The invention discloses a chimeric antigen receptor T (CAR-T) cell as well as a preparation method and application thereof, wherein the CAR of the CAR-T cell comprises a cell membrane exoantigen binding region, a hinge region and an intracellular signal transduction region; the cell membrane exoantigen binding region is chA21scFv for combining with HER2 protein; and the intracellular signal transduction region is CD28-X-ITAM, wherein the X is ICOS, CD137, CD134, CD80 or CD86 costimulatory molecule. The chA21scFv of the CAR-T cell can express anti-HER2 monoclonal antibody, and the HER2 protein is as a target to directly recognize and combine with HER2 protein highly expressed on the surfaces of tumor cells, so that T cells are activated, and cell factors for killing the tumor cells expressing the HER2 protein are secreted.

Description

CAR-T cell and preparation method and application
Technical field
The present invention relates to T lymphocyte technical field, particularly relate to a kind of CAR-T cell and preparation method and application.
Background technology
CAR-T cell (Chimeric antigen receptor T cell, Chimeric antigen receptor T cell) is i.e. to express The T cell that Chimeric antigen receptor is modified, and the Chimeric antigen receptor of CAR-T cell (Chimeric antigen receptor, CAR) include that after birth exoantigen land, hinge region and intracellular signal transduction district three part are constituted.Wherein, after birth exoantigen combines District is one section of single-chain variable domain (single chain Fv domain, scFv), has specific recognition and combines TAA The function of (tumor-associated antigen, tumor related antigen).The composition of scFv is by the weight of monoclonal antibody Chain variable region (the variable region of heavy chain, VH) and variable region of light chain (the variable Region of light chain, VL) with a flexible peptide linker (Linker), VH and VL is coupled together, constitute VH- Linker-VL or VL-Linker-VH.Hinge region is typically to be made up of immunoglobulin superfamily, such as CD8, CD28 and IgG. Intracellular signal transduction district includes costimulatory molecules (costimulatory molecule, CM) and immunity receptor tyrosine activation base Sequence (immunoreceptor tyrosine-based activation motifs, ITAM), wherein, CM is usually CD28, ITAM is usually CD3 ζ or Fc ε RI γ.The T cell expressing CAR can be passed through scFv Direct Recognition and combine tumor cell surface TAA, CAR, by incoming for signal T cell, activate T cell secrete cytokines and include perforin, granzyme, INF-γ, TNF-a Deng, thus play killing tumor cell effect.Therefore, CAR-T cell is that MHC is nonrestrictive.CAR-T cell is by antibody-anti- The killing ability of former specific binding capacity and T cell mediation is incorporated into one, is the important method of immunity antineoplaston. That mosaic antigen receptor method is applied it is crucial that determine a kind of tumor related antigen, at tumor cell surface high expressed, and In the normal tissue without expressing or low expression.

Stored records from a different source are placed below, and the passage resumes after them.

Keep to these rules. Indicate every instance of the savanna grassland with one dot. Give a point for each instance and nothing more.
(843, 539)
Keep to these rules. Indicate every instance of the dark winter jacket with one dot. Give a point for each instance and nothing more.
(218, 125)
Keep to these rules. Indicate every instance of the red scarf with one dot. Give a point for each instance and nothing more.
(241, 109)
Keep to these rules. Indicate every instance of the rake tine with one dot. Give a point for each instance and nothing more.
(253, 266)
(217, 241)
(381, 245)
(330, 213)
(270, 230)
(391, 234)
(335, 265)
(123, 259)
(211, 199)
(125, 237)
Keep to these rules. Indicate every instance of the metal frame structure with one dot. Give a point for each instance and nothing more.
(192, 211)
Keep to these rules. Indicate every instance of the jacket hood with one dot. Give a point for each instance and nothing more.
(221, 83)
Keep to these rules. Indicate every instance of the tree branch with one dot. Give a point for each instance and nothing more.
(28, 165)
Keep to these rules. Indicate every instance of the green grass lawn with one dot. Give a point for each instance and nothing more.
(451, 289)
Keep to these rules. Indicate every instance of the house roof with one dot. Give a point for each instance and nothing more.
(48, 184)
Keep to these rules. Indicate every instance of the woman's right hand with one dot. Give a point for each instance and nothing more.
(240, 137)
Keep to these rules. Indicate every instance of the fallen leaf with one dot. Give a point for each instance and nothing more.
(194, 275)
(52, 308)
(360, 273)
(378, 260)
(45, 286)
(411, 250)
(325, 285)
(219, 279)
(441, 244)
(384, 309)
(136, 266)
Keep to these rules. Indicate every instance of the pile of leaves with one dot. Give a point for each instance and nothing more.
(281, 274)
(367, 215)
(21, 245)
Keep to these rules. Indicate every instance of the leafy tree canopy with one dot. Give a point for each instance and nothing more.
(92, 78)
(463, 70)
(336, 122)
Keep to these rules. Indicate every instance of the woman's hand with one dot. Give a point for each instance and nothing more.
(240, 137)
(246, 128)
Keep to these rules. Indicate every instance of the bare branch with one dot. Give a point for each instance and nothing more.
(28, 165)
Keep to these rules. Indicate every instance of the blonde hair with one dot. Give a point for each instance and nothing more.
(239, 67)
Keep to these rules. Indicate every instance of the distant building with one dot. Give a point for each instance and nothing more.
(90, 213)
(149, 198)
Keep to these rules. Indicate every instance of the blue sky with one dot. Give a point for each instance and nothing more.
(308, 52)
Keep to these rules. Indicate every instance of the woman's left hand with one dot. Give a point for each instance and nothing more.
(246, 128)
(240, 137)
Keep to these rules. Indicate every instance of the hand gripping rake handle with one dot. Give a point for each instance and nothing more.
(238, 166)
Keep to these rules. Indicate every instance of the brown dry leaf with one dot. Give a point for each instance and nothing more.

Proto-oncogene people's epithelial growth factor receptor 2 (human epidermal growth factor receptor 2, Her-2/neu) also known as HER2 or c-erbB-2 gene, play a significant role in the morbidity and Clinical course of kinds of tumors, body It is outer that oneself is explicitly shown Her-2/neu gene amplification with zoopery, protein overexpression converts at tumorigenesis and rises in tumor development Pivotal role.Research confirms: in the mankind tumor tissue of more than 30%, such as breast carcinoma, ovarian cancer, carcinoma of endometrium, defeated ovum Pipe cancer, cervical cancer, carcinoma of prostate, gastric cancer, salivary-gland carcinoma, carcinoma of tongue, G. cephalantha, lung cancer in non-cellule type etc., all with The amplification of Her-2/neu gene and the overexpression of p185 albumen, and in normal structure, p185 albumen is negative or trace expression. And in breast carcinoma, patient's process LAN HER2 albumen of about 1/3.Process LAN HER2 albumen makes the aggressive of tumor higher, It it is the independent risk factor of breast cancer patients prognosis mala.Although anti-HER 2 monoclonal antibody (such as bent appropriate strain monoclonal antibody) is in clinic Application make some patients benefit, but it is expensive, largely limit its larger scale clinical application.HER2 albumen Being positioned at cell surface, easily by antibody recognition, therefore, HER2 albumen can be as an ideal of CAR-T cell anti-tumor treatment Target spot.
But, prior art does not provide the CAR-T cell expressing anti-HER 2 monoclonal antibody, the most existing CAR-T Cell can not with HER2 albumen as targeting Direct Recognition combine HER2 albumen, cause the CAR cannot be by incoming for signal T cell In, and the cytokine of the tumor cell killing high expressed HER2 albumen cannot be secreted.
Summary of the invention
Present invention is primarily targeted at a kind of CAR-T cell of offer, it is intended to expression anti-HER 2 monoclonal antibody, and with HER2 albumen is targeting Direct Recognition the HER2 albumen combining tumor cell surface high expressed.
For achieving the above object, the present invention provides a kind of CAR-T cell, and the CAR of described CAR-T cell includes outside after birth anti- Former land, hinge region and intracellular signal transduction district, described after birth exoantigen land is for combining HER2 albumen chA21scFv;Described intracellular signal transduction district is CD28-X-ITAM, wherein, described X be ICOS, CD137, CD134, CD80 or Person's CD86 costimulatory molecules.
Preferably, described X is ICOS costimulatory molecules.
The present invention also provides for the preparation method of a kind of CAR-T cell, comprises the following steps that
Building CAR expression vector, wherein, the CAR of described CAR expression vector includes after birth exoantigen land, hinge region With intracellular signal transduction district, described after birth exoantigen land is the chA21scFv for combining HER2 albumen, and described intracellular is believed Number conducting region is CD28-X-ITAM, and described X is ICOS, CD137, CD134, CD80 or CD86 costimulatory molecules;
Pack described CAR expression vector, and prepare and infect mixture;
Described infection mixture is infected T cell, and prepares CAR-T cell.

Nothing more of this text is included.